Hep bundanmış; senelerin özlemi, bir tek âna sığarmış. Zorluklardan sonra hep kolaylık varmış. Ölümden sonra hayat, zindandan sonra sultanlık, sürgünden sonra saltanat, haraplıktan sonra ihyâ olmak hep aynı sırrı taşırmış. Süleyman -aleyhisselâm-, Yusuf -aleyhisselâm-, Mûsâ -aleyhisselâm-, Üzeyir -aleyhisselâm-daki sır da; «âşk»mış…
Rabbimiz, bir daire çiziyor kaderimize, giderek «O’nu bulalım» diye, uzaklaşırken yaklaşalım, sonda «O’na kavuşalım» diye…

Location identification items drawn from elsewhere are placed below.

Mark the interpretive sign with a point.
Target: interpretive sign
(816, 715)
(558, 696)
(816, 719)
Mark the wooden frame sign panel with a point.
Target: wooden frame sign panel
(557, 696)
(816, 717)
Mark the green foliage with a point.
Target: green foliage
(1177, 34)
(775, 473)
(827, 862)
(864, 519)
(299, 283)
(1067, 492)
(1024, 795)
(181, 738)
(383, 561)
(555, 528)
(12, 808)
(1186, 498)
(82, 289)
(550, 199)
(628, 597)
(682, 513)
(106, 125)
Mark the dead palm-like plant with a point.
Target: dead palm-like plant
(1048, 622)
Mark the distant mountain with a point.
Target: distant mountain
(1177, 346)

Direncimiz, mesafeyi arttırıyor, hicranlı geceleri, uzatıyor. Ondan asıl merkezimizden uzak düşürüyor bizi. Halbuki bir meczup olsak, bir tek O’nun çekimine kapılan, O’nda yok olacağız, nihâyet aslımızı bulacağız.
“– Her şey aslına rûcu eder (döner).” derler.

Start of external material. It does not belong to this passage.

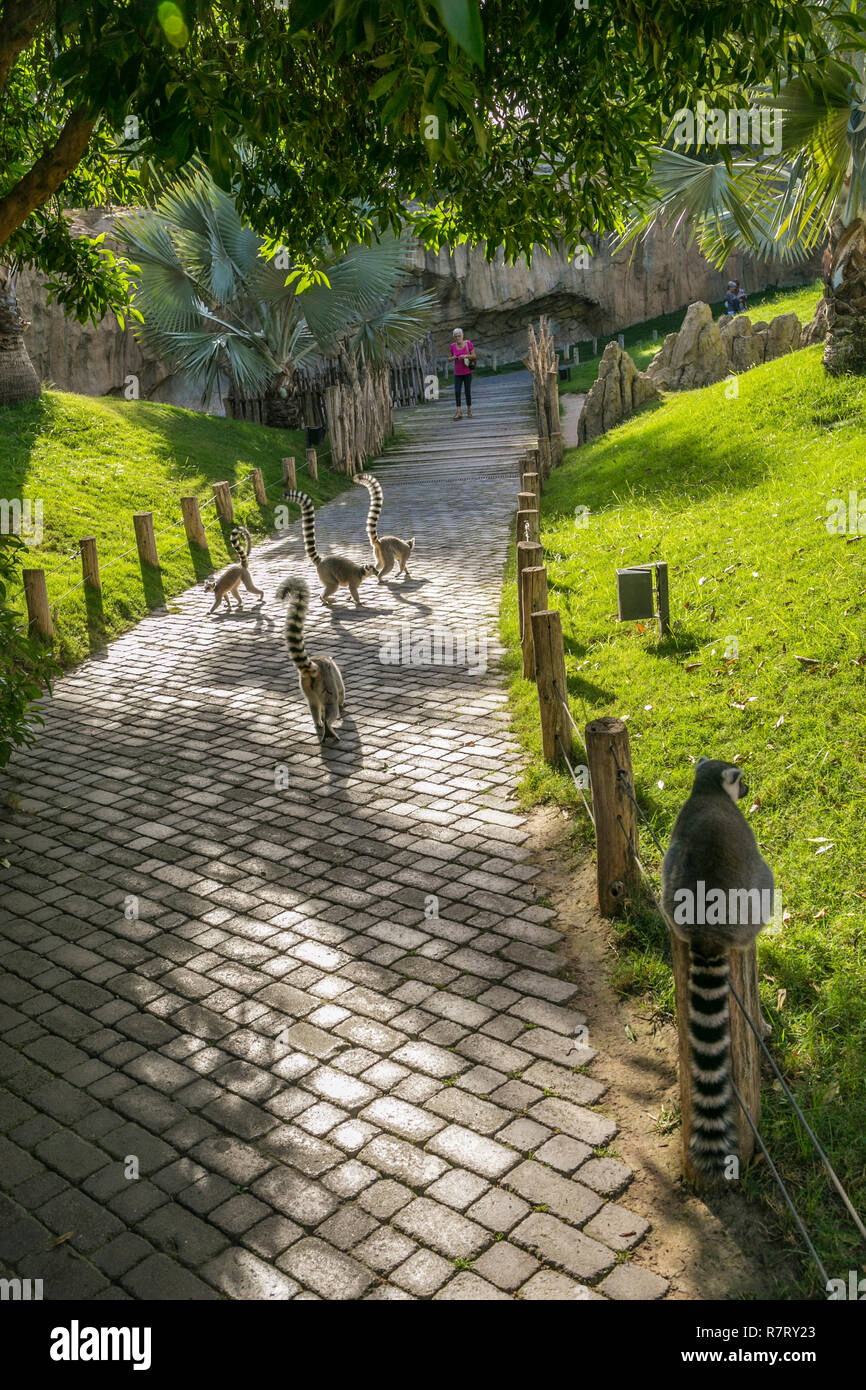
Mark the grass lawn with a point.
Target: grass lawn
(96, 460)
(768, 305)
(734, 494)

Nûr, nûra karışır, zulmet zulmete… Aslı nûr olanlar, dünyadaki imtihanlarla sonunda, «Nûr»a dönerler. Aslı zulmet olanlar ise; isyanları arttıkça nâra dönerler. Cennet nûrdur. Ona ancak nûr olanlar girebilir. Bundandır cehennemde yanmak... Zirâ, ateş iledir arınmak…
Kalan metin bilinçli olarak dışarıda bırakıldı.